Technically Incorrect offers a slightly twisted take on the tech that's taken over our lives.
Greece and Puerto Rico are teetering on the verge of disaster and perhaps that's symbolic of mankind as a whole.
We're quaint schizophrenes, on the one hand believing we're very clever, but on the other not being able to charge a phone for more than a day.
And now we're delighting in making machines that will soon be far smarter than we are.
Some can't wait for the day. Others,, fear that we'll be destroyed in the process.
Now another British professor has professed his deep fears. Dr. Stuart Armstrong spends all his days worried about the future. He is, indeed, part of Oxford University's Future of Humanity Institute.
And the thing he's worried about most is that he'll soon be shoved into a coffin and place on a heroin drip.
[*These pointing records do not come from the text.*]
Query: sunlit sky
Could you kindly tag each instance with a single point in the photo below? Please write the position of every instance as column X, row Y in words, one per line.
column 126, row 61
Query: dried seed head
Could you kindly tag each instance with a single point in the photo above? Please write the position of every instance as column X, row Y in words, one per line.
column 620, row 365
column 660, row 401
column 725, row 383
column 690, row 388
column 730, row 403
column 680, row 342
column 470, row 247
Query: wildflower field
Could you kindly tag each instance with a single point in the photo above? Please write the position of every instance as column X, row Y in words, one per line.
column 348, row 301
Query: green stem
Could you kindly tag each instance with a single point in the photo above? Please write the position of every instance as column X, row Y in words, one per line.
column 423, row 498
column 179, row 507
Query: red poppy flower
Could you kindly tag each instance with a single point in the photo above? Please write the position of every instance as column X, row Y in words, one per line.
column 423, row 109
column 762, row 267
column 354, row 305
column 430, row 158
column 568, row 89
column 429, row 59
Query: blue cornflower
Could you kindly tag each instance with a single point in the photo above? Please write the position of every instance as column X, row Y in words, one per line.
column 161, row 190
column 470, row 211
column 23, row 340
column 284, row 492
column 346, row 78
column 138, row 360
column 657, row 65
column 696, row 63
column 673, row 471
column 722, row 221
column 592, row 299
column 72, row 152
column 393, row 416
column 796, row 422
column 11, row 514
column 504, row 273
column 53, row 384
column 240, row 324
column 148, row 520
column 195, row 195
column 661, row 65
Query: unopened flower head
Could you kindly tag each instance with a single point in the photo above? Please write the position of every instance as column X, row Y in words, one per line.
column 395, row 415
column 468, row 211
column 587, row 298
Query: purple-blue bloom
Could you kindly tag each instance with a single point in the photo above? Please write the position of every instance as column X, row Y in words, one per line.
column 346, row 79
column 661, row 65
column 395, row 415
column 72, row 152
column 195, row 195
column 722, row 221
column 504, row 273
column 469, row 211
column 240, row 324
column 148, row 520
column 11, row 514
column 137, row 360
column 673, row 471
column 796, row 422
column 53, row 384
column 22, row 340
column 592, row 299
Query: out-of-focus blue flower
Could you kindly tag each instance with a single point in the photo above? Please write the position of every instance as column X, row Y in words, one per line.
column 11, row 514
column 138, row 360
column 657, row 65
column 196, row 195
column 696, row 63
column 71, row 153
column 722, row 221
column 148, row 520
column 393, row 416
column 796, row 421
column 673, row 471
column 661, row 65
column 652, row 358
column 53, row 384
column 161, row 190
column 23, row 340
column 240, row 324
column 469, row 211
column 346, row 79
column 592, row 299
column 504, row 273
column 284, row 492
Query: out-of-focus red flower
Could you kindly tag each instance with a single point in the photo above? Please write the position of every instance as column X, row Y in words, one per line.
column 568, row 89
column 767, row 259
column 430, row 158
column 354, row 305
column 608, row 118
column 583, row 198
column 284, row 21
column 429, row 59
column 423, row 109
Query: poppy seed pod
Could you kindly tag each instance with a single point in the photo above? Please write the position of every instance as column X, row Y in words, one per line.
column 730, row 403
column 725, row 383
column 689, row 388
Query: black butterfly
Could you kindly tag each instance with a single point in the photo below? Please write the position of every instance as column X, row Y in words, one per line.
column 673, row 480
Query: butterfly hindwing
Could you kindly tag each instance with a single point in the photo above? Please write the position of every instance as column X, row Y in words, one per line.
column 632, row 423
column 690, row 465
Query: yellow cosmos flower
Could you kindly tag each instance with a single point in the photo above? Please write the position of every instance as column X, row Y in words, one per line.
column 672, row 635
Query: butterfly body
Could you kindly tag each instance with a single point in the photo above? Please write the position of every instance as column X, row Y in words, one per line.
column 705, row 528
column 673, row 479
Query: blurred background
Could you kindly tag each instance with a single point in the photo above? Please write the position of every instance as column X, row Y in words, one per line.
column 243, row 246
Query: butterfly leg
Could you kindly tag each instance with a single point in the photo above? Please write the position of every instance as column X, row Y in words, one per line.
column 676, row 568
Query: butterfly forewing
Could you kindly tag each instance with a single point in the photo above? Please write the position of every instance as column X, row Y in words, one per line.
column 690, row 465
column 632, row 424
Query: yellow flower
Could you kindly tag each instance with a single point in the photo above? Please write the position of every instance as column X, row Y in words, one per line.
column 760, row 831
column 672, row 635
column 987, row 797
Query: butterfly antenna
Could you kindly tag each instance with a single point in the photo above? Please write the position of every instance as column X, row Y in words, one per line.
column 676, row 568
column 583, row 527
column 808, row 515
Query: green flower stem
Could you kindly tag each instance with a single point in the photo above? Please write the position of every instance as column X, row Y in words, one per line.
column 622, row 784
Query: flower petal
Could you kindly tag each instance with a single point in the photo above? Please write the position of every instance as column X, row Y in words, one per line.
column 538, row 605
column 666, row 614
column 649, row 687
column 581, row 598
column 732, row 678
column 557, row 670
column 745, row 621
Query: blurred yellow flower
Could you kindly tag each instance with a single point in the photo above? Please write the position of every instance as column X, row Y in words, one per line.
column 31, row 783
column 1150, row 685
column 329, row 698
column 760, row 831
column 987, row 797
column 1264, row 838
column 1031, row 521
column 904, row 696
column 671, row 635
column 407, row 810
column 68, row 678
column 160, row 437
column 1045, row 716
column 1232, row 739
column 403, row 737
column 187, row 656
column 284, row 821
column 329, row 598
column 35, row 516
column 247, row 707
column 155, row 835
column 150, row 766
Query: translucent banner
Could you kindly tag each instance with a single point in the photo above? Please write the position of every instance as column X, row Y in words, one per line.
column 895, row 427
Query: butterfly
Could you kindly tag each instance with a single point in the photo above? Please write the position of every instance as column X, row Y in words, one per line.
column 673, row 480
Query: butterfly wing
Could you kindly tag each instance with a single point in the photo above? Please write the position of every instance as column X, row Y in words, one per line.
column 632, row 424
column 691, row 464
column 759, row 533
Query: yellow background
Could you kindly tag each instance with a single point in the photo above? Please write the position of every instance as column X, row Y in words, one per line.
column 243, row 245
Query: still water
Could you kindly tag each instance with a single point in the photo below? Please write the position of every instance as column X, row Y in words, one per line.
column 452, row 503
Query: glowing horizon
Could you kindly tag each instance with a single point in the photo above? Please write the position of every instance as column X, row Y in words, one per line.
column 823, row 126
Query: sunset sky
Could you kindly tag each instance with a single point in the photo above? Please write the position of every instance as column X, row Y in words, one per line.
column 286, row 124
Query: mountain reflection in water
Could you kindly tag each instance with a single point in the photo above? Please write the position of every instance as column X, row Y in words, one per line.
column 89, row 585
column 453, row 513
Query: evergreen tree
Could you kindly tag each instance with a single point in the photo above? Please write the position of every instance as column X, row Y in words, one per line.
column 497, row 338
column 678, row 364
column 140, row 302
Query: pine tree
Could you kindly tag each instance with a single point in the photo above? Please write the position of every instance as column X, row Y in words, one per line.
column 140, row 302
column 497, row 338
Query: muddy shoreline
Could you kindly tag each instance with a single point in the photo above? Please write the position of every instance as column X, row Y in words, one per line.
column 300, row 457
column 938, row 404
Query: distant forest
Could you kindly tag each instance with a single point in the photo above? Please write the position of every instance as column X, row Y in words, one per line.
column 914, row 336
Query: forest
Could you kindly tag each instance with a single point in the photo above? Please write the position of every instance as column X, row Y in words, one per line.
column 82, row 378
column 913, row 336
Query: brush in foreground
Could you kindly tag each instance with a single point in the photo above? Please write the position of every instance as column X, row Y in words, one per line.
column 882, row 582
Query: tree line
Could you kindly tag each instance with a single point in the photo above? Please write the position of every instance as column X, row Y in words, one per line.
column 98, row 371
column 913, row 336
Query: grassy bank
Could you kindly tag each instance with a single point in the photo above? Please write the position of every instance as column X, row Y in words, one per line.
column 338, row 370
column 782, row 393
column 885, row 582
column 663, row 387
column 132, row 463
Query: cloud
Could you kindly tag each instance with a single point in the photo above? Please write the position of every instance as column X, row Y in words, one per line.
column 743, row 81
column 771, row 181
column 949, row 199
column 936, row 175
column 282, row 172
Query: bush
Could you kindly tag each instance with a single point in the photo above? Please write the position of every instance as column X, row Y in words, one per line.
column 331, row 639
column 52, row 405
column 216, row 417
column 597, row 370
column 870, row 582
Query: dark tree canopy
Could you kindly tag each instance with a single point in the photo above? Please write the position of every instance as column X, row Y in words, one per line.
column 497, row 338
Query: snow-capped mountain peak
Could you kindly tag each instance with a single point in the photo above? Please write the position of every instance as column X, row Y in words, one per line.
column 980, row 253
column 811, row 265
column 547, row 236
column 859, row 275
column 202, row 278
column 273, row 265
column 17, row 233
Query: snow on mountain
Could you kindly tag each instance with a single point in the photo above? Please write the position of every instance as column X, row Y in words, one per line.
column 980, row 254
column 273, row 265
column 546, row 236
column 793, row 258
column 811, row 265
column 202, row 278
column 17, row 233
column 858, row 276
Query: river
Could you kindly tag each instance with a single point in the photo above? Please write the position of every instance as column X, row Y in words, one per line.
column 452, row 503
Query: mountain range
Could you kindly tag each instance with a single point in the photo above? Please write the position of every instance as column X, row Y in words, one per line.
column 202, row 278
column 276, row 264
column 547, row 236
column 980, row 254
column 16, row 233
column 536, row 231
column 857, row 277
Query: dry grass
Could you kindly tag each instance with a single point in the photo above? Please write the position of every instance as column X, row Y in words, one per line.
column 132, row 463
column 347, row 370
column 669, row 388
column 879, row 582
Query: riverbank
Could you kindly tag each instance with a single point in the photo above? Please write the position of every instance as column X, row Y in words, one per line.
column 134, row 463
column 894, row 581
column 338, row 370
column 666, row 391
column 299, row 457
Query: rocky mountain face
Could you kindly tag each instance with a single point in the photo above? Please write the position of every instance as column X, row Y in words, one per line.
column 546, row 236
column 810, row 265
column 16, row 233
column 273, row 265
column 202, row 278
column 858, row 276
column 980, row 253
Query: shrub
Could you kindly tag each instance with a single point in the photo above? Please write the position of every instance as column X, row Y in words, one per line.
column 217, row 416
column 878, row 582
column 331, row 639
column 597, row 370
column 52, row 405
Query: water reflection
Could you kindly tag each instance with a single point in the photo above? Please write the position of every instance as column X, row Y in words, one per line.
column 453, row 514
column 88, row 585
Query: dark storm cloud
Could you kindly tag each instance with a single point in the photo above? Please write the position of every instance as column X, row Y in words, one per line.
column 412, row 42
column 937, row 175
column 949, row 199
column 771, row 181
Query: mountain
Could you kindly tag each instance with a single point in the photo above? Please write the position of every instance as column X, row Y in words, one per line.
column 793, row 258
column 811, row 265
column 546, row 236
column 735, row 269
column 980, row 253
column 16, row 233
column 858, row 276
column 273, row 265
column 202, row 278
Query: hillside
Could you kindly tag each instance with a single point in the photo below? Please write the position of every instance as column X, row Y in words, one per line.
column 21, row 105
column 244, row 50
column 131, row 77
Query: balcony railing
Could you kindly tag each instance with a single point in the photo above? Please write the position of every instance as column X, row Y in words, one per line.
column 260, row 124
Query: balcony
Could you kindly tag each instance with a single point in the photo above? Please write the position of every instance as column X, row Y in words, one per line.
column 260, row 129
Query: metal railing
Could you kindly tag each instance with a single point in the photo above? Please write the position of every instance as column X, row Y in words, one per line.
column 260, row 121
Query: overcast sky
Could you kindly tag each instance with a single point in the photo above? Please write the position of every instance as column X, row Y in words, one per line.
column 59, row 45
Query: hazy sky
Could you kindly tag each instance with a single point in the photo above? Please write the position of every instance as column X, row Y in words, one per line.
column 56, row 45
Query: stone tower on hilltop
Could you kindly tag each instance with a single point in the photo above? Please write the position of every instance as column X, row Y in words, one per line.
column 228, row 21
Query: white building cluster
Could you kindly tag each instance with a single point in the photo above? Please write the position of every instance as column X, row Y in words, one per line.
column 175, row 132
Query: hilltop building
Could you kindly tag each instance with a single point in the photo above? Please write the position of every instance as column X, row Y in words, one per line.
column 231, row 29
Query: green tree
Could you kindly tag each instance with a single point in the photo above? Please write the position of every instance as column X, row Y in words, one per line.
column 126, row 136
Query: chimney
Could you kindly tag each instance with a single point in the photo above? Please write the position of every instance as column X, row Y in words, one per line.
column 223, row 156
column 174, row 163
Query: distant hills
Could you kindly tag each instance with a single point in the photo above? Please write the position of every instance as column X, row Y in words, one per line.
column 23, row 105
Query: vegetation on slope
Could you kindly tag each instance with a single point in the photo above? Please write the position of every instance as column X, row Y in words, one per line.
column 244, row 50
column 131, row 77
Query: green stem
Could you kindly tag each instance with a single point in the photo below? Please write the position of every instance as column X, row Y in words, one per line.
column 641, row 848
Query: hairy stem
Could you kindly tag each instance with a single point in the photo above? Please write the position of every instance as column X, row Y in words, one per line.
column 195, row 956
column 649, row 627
No, I'm not revealing anything about his personal proclivities. It's just that, as the Telegraph reports, he was speaking at a debate in London organized by research company Gartner and he painted a picture of the future in shades of black.
He said that humans has always had the upper hand because they'd always been smarter. However: "When machines become smarter than humans, we'll be handing them the steering wheel."
The question is how will they decide to drive. What principles of thought will dominate their decision-making?
Armstrong fears, for example, that being told to keep humans "safe and happy," the robots might "entomb everyone in concrete coffins on heroin drips."
Yes, we'd be permanently trapped in the 1960s. (At least the music would be good.)
His fear revolves around the concept of Artificial General Intelligence. This is when robots aren't merely task-specific in their actions, but are given a more general power over life.
They might think like super-nerds, rather than humans with, say, a heart. For example, being asked to "prevent human suffering" they might see the optimal decision as putting everyone out of their misery.
Yes, literally. By killing everyone.
The way Armstrong defines the problem is quite similar to the way some humans are already confused by the decision-making of the techie crowd.
He said: "You can give AI controls, and it will be under the controls it was given. But these may not be the controls that were meant."
We often know the meaning of things without articulating them. But in communicating with machines, we will have to find the best ways of articulating optimal behavior that we have. These may not be optimal articulations.
Armstrong fears that these changes are coming rather more quickly than people realize. This, for me at least, makes the idea of disappearing to a remote island increasingly attractive.
Perhaps one shouldn't worry. Perhaps we'll run out of natural resources to power the robots before the robots have the resources to have complete power over us.